Could Cryptocurrencies Decrease Demand For Mined Commodities?


For a long time, cryptocurrencies weren’t taken too seriously beyond a certain community of insiders and enthusiasts. They took a while to make it to the mainstream, and even when they did, wild fluctuations in value, questions of utility, and long-term doubts kept them from being too widely embraced.

Now, though, cryptocurrency is experiencing a spectacular recovery, with bitcoin leaping over the $10,000 mark and cryptos more broadly starting to seem somewhat more stable. This does not at all mean that there won’t be more fluctuations or even outright crashes in the future. But the last several months have been some of the steadiest in cryptos’ short history, which is lending them more legitimacy. And when you factor in the point that most people now see cryptocurrencies as commodities (as opposed to forms of currency, which they technically are), it’s worth asking whether or not they could actually lead to a decrease in demand for traditional, mined commodities, from oil to gold.

For one thing, now that cryptos are looking more stable, talk of their potential use as hedges against currencies and stocks is picking up once more. Historically speaking, many investors have looked to valuable commodities (mostly gold, to be fair) as safe stores of wealth during market crashes or times of financial decline. As stocks and currencies fall, commodities stay level, or even rise – or at least, that’s the general expectation. It’s by no means a concrete rule or provable inverse relationship, but it’s still something a lot of people consider, and they’re now doing so with regard to cryptos. It therefore stands to reason that a certain portion of investors could ultimately buy up cryptos as hedges (whether or not this is a good idea, which we can’t say) instead of some more traditional commodities.

Practical use is also becoming more of a factor. As mentioned, questions of utility were among the reasons cryptos weren’t initially taken seriously. However, they’ve slowly become more useful in a variety of markets, which only boosts their overall viability. Most notably, more and more online retail sites are accepting cryptos for purchases – including Amazon, though this is done through clever third-party vendors (who take in your cryptocurrency and buy goods for you with cash). Cryptos are also making potentially lucrative in-roads in betting and gaming businesses online. Traditionally casinos and bookmakers deal with credit cards and PayPal, and some post free betting options as well, but there’s been a slow-but-sure arrival of prominent cryptos in these markets as well. Throw in travel booking sites, food vendors, electronics sellers, and independent shops, and there are now quite a few places for people to spend cryptos. This doesn’t directly impact other commodities, but again, it increases viability and makes cryptos all the more appealing as alternative investments.

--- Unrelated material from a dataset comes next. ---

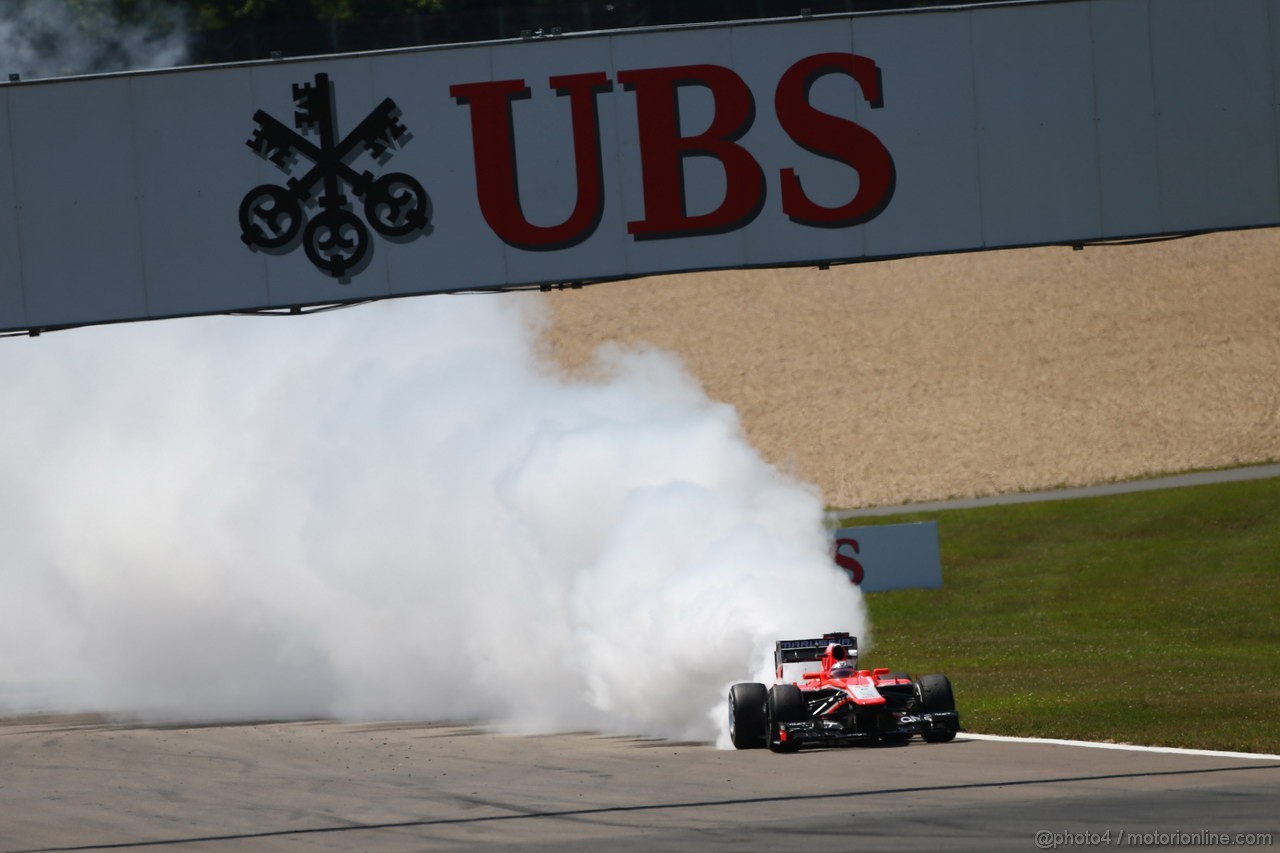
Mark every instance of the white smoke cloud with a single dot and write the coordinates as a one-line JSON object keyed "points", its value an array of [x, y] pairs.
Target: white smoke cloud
{"points": [[396, 511], [54, 37]]}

Cryptos may also appeal to some investors who are concerned with ethics, accountability, and sustainability. You may have read here just recently about Zambia upholding its laws regarding mining firms, and this is indicative of a greater focus on accountability in related industries in general. Historically speaking though, it’s only fair to acknowledge that mining practices have often raised questions of ethical practice and accountability, and more recently, environmental responsibility. Now, cryptocurrencies are not completely clean in all of these areas either; specifically, the process of digitally mining such currencies can consume a great amount of energy, and is thus not the most environmentally responsible practice. Nevertheless, cryptos may seem to many investors like more responsible alternatives to ordinary commodities.

We don’t have an exact answer at this point for the question posed in the title to this piece. However, it’s the developments and concerns outlined above that make the question worthwhile to ask, and it could well be that as we move further into the future, growing demand for cryptos could decrease that for other, mined commodities.